O medo de se estabelecer é um tema poderoso e predominante no cinema. Se a ambição impulsiona a maioria das maiores descobertas da humanidade, a acomodação é basicamente uma bandeira branca de rendição. Isso sinaliza que nossa hora de mudar o mundo e “fazer a diferença” chegou e se foi, e nos tornamos observadores, em vez de jogadores, no jogo da vida. Há uma razão pela qual tantos jovens pensam em se estabelecer como uma prisão feita de cercas brancas. É uma prisão perpétua de tranquilidade, o preço que você deve receber depois executando a corrida. Mas se você ainda está administrando, ou não se incomodou, o que significa se mudar para os subúrbios?
Há uma persistente vibração de frustração em nossa ideia dos subúrbios. Não é de admirar que alguns dos dramas mais chocantes ocorram em comunidades perfeitas povoadas por pessoas com potencial não realizado, tentando desesperadamente se manter à tona enquanto suas ambições despedaçadas os sobrecarregam. Imagine beleza Americana, Estrada revolucionária, Pessoas comuns, Crianças pequenase As Virgens Suicidashistórias que usam promessas quebradas, sonhos não realizados e intenções não realizadas para explorar nossa psique coletiva e quebrada.

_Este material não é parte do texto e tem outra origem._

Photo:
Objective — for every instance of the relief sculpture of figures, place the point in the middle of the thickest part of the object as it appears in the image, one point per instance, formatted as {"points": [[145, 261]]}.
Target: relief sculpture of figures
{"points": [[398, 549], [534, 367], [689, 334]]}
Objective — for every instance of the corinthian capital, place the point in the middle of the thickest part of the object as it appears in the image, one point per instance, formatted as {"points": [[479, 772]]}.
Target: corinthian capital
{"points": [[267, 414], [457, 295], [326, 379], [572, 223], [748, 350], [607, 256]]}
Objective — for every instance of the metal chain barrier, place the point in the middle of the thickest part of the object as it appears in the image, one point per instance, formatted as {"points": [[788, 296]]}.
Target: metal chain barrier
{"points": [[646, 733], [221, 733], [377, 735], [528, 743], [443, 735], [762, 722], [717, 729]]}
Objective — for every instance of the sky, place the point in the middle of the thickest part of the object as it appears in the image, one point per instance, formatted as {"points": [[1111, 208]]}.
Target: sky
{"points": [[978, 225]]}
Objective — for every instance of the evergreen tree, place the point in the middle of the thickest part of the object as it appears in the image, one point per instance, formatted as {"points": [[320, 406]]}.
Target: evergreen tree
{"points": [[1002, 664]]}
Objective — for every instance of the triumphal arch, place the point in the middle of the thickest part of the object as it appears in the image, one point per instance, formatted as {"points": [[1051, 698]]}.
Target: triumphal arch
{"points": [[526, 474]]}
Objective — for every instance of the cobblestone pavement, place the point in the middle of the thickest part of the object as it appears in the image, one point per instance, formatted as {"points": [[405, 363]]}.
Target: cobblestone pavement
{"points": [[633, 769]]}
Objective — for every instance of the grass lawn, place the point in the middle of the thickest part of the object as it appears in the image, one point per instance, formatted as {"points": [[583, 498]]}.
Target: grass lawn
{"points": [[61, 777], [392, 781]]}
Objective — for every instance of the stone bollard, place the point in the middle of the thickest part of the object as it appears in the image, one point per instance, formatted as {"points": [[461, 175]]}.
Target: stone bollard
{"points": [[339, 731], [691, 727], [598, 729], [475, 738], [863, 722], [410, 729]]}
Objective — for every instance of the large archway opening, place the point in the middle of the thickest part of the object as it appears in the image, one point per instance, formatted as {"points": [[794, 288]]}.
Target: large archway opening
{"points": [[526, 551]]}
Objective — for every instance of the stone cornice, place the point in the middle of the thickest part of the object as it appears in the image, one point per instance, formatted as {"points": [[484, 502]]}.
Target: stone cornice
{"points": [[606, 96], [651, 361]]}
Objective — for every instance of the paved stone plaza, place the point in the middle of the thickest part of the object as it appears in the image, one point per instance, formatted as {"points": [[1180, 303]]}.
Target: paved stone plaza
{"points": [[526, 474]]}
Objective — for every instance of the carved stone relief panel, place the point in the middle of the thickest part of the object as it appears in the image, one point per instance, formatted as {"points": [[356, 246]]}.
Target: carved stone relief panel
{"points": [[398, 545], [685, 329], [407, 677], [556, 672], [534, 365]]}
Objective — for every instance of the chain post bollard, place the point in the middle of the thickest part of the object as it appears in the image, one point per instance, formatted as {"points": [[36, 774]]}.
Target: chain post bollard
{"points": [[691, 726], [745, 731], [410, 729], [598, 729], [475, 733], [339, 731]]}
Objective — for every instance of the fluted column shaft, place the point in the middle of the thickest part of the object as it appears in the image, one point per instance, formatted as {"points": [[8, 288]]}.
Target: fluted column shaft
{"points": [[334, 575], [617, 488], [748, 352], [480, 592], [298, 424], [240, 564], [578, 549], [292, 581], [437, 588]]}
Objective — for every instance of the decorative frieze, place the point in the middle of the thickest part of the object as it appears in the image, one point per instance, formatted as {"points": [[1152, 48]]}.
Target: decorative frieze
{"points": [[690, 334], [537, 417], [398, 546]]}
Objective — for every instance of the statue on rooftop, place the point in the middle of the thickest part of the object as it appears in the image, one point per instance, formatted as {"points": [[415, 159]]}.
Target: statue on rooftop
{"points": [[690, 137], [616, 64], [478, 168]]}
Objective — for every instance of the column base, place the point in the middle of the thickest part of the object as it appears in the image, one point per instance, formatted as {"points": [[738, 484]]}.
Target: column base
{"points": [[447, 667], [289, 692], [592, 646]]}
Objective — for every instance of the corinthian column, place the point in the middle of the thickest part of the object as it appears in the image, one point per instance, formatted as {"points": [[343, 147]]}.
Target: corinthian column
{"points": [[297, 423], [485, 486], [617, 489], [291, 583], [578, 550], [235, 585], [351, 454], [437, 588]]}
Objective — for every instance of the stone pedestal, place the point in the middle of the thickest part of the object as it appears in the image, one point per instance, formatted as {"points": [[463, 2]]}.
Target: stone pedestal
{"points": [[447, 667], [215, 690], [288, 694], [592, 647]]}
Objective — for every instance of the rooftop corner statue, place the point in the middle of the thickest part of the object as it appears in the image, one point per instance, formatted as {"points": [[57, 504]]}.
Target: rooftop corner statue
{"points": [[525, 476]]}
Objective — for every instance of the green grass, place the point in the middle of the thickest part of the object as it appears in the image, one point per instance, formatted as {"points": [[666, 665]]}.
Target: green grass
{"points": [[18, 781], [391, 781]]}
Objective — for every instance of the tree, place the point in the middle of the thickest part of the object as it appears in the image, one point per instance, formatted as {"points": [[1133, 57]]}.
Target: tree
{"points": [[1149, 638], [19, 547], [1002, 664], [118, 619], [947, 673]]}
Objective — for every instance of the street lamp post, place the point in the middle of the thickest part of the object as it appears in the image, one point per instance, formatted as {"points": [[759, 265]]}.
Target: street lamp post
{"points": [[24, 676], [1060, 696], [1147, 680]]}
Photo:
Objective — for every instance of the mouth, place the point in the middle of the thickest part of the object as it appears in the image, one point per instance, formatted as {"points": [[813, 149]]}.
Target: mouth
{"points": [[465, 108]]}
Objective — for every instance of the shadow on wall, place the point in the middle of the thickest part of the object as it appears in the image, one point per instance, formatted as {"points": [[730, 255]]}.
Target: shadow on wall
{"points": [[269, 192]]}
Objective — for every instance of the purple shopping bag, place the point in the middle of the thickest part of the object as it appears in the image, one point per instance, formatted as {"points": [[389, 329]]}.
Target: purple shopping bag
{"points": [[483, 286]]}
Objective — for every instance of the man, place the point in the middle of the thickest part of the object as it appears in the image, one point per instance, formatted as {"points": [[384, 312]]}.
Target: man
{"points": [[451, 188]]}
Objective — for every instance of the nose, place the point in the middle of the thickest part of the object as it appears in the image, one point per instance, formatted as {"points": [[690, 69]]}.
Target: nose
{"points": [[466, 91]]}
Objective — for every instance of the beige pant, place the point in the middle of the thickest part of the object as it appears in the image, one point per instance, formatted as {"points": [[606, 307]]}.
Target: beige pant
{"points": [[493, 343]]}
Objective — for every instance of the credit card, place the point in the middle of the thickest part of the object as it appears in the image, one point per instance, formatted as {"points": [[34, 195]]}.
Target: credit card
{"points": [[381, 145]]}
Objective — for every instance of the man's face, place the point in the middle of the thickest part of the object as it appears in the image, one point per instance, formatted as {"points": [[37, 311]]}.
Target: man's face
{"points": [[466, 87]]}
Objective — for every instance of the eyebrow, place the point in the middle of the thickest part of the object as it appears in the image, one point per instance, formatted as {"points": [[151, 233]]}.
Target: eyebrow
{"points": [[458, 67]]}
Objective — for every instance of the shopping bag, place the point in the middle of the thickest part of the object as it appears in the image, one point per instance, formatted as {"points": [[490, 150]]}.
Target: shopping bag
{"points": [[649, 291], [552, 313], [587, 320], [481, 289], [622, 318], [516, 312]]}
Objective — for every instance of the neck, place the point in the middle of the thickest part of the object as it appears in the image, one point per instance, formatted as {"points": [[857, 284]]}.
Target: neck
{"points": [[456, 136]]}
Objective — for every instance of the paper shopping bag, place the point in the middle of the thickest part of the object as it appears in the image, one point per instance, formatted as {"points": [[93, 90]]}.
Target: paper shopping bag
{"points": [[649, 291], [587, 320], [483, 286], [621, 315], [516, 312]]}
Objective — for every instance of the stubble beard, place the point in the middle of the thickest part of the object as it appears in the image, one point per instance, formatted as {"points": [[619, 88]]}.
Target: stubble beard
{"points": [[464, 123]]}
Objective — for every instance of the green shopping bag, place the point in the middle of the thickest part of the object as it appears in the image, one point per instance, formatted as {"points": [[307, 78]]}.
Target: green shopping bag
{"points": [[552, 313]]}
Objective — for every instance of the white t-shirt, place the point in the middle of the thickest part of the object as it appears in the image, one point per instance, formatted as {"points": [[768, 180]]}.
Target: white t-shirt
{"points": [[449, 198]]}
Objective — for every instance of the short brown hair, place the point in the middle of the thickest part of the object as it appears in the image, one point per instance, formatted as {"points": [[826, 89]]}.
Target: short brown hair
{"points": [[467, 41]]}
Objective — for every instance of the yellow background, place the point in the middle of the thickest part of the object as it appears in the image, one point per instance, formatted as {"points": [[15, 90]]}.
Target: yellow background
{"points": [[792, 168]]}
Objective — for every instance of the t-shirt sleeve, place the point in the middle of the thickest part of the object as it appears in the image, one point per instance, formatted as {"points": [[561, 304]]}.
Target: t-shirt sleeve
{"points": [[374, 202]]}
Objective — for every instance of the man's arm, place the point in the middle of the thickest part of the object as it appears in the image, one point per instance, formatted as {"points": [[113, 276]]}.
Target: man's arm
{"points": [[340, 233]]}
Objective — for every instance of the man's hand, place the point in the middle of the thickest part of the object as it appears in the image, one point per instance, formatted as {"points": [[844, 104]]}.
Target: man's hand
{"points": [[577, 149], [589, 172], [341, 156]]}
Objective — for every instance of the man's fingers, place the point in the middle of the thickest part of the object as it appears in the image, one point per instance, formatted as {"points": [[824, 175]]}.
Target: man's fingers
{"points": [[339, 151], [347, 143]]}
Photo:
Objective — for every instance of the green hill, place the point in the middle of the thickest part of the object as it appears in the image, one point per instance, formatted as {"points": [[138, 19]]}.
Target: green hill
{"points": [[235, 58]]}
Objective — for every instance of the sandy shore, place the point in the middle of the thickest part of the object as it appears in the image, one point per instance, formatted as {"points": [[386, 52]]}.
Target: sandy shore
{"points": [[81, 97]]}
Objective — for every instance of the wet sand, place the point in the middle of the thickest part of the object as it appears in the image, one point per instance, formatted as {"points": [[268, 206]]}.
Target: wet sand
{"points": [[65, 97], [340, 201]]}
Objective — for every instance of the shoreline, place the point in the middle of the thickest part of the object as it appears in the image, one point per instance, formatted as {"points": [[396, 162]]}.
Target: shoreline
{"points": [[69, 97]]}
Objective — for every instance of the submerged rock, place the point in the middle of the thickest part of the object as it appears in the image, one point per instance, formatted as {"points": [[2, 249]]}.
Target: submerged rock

De certa forma, os subúrbios são uma coleção de pessoas decepcionadas lutando para manter alguma aparência de felicidade. Os boomers e a geração X podem ser as pessoas que mais associamos à fantasia descarrilada dos subúrbios; eles basicamente assustavam as gerações futuras de quererem a fantasia enganosa da felicidade suburbana.
Assim, os subúrbios existem perpetuamente em um estado americano dos anos 1950 e 1960, para sempre congelados em um determinado tempo e lugar, fixados em idéias antiquadas que abraçam a tradição. A nostalgia prospera nos subúrbios, aumentando sua falta de apelo; para Hollywood, entrar nos subúrbios é como voltar ao passado, quando os homens eram homens, as mulheres eram mulheres e as coisas eram mais simples. Exceto, eles não eram.
Não há nada pior do que ser normal
Os subúrbios convidam à normalidade; na verdade, poucos ambientes são tão homogêneos quanto os subúrbios. Pelo menos na imaginação de Hollywood, essas comunidades unidas evitam todos que não são brancos e bonitos, sinalizando-os como indesejáveis e transformando-os no temido olá. Essas figuras condenadas são protagonistas maravilhosos porque o público instantaneamente se identifica e torce por eles para derrubar o estabelecimento. Os underdogs sempre serão heróis atraentes, e os heróis do subúrbio são aqueles que não se encaixam. Porque na tela grande, não há nada pior do que ser normal.
Alguns dos heróis mais inesquecíveis dos subúrbios são… diferentes. Na verdade, por falta de uma palavra melhor, eles são malucos. Veja Donnie Darko, o adolescente emocionalmente perturbado de Jake Gyllenhaal no centro da ficção científica de Richard Kelly com o mesmo nome. Donnie se posiciona firmemente contra a mente fechada e a estupidez total de uma cidade que prega a fé enquanto protege e capacita um molestador de crianças. Seu trauma e turbulência emocional não o tornam especial, mas sua vontade de admiti-los sim. Se os subúrbios são apenas fingimento, o herói deve ser um modelo de autoconsciência.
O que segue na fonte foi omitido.